I started studying library science after receiving a scholarship from Madan Puraskar Library. Library Science was taught in English. All the books on that subject were only in English. There were teachers like Mrs Leela Dahal, Mr. Rudra Dulal and Mrs Leela Nyainchai who had good English skills. Though it was a two years’ course, the movement for republicanism lengthened our study time and it took three years. I spent those three years in an English environment. I wrote a term paper in English as soon as I could. I also wrote the final examination in English. I also prepared my research papers in English. Little by little, my English writing started to improve. I also started listening to the BBC radio a little more at home. As soon as I could, I started writing in English. And English words, sentences and paragraphs started to take a shape

Upon finishing my master’s degree in Library Science, I became a member of the Library Association. I had an opportunity to visit Singapore, Indonesia, South Africa, and other places to attend library programs. I felt anxious when speaking English. It appeared that people in Asian countries spoke English similarly. I also observed that the Japanese, Chinese, and the Koreans find English more challenging than we do. Since that day, my self-confidence grew, and I realized that English is difficult for everyone.
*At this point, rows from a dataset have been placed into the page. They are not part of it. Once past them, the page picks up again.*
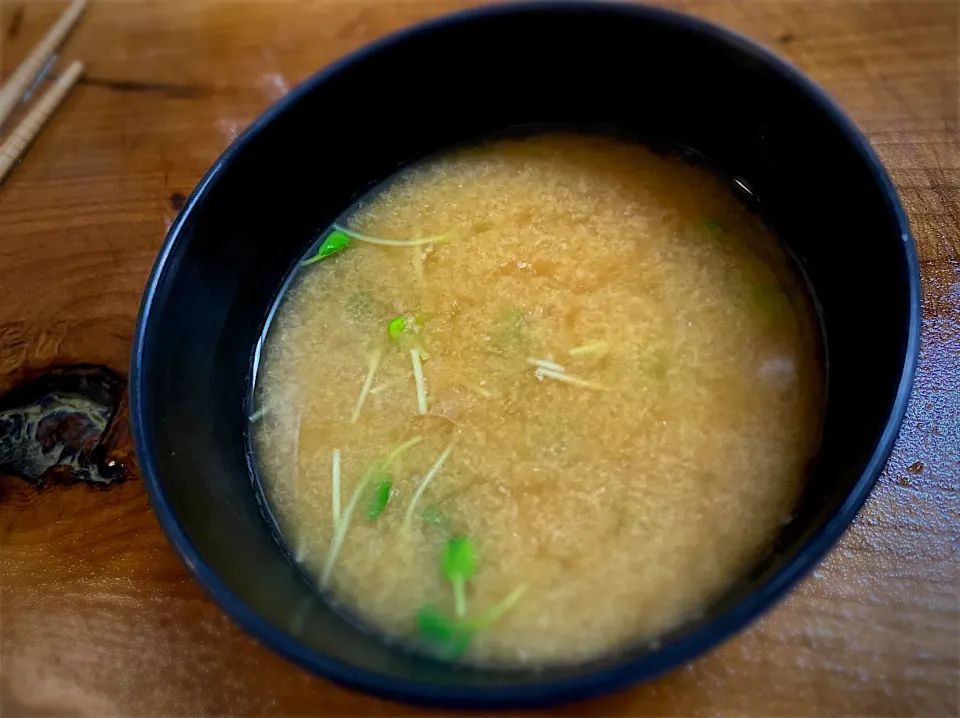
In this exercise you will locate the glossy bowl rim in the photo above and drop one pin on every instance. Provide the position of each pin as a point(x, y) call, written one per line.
point(629, 671)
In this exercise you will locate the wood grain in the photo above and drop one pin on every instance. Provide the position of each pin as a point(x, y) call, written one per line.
point(99, 618)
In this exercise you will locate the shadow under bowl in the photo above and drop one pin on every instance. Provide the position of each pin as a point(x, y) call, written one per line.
point(665, 78)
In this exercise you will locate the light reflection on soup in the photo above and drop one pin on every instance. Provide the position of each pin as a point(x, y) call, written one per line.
point(621, 385)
I was required to create projects in the English language for the Library Association. A proposal was drafted for the International Federation of Library Association (IFLA). It was successfully approved. A proposal was also submitted to the American Embassy, Kathmandu which was likewise approved. Similarly, the proposal for the Asia Foundation was accepted. It was truly amazing to see that foreign organization comprehended my English and supported my ideas. It was a joyous moment, and I felt like I was advancing in my English skills.
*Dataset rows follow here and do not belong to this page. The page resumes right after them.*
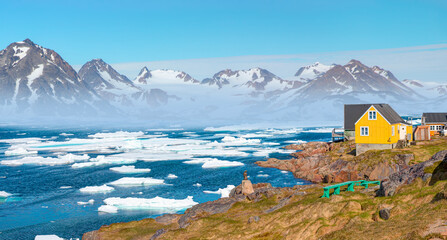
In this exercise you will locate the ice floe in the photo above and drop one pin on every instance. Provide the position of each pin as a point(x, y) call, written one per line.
point(4, 194)
point(296, 141)
point(171, 176)
point(130, 169)
point(89, 202)
point(48, 237)
point(129, 181)
point(66, 134)
point(320, 130)
point(213, 163)
point(224, 192)
point(19, 151)
point(119, 134)
point(108, 209)
point(50, 161)
point(221, 163)
point(104, 160)
point(265, 152)
point(97, 189)
point(164, 205)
My niece, who is 10 years old, has been living in Britain for quite some time. She communicates with me exclusively in English. While I couldn’t teach her Nepali, I unintentionally affected her English-speaking abilities negatively. Surprisingly, I managed to learn a bit of English from her. This experience taught me that anyone, regardless of age, can learn to speak English. I am grateful to my niece for this valuable lesson.

No one told me that not knowing English is being ignorant. Yes, I have accepted internally that language is a learning journey. Transforming the sadness of not knowing English into motivation and determination is the way to learn the language. Why is my English so bad? To know the answer to that question, I had to clear my master’s degree in Nepali. Had to face problems at work. The day I got the answer, I stopped being afraid of mistakes. This article is an exercise of that.
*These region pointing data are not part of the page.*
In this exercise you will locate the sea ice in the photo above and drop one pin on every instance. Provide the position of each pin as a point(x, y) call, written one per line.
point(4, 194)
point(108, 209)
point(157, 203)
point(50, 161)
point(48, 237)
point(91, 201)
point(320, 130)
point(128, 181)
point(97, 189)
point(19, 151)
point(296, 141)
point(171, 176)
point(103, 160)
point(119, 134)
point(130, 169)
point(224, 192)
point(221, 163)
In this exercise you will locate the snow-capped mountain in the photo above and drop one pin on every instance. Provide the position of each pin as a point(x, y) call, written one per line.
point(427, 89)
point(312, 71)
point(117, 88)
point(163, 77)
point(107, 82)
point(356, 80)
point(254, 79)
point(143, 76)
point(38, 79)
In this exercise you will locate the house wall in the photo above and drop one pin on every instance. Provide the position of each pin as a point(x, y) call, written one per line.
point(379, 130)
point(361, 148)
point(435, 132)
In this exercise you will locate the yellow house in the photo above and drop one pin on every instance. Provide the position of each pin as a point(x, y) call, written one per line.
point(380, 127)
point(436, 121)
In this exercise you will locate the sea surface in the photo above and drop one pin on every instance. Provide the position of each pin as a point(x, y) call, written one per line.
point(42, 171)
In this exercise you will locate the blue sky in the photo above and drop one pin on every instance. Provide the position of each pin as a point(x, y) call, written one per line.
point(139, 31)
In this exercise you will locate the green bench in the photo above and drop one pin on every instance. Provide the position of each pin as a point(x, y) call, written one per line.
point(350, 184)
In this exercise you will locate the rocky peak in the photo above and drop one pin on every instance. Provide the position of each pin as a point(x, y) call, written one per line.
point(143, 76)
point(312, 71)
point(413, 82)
You might have encountered similar obstacles while learning English at school, college, and professional settings. These challenges encompass grasping English grammar rules, distinguishing between words, and composing English applications. The language itself evokes a significant amount of anxiety. It is crucial to remember that language acquisition is an ongoing journey, and we can surmount language barriers by fostering supportive groups. Embracing online resources like dictionaries and translation tools can also facilitate language learning. Above all, we should be open to making mistakes during the learning process. By sharing our experiences, we can inspire others who aspire to enhance their English skills and encourage them to overcome their fears. Sorry for my bad English!

[Ashok Thapa, PhD, is a faculty member at Tribhuvan University in Kirtipur. He holds the position of a professor specializing in Nepali literature. Apart from his role as an educator, he is also an accomplished storyteller and a writer. Additionally, he displays a keen interest in composing book reviews. One of his notable literary works is the collection of stories entitled “Santapko Dhun,” which has garnered recognition and acclaim. Notably, Ashok Thapa exhibits his exceptional writing skills in both Nepali and English languages.]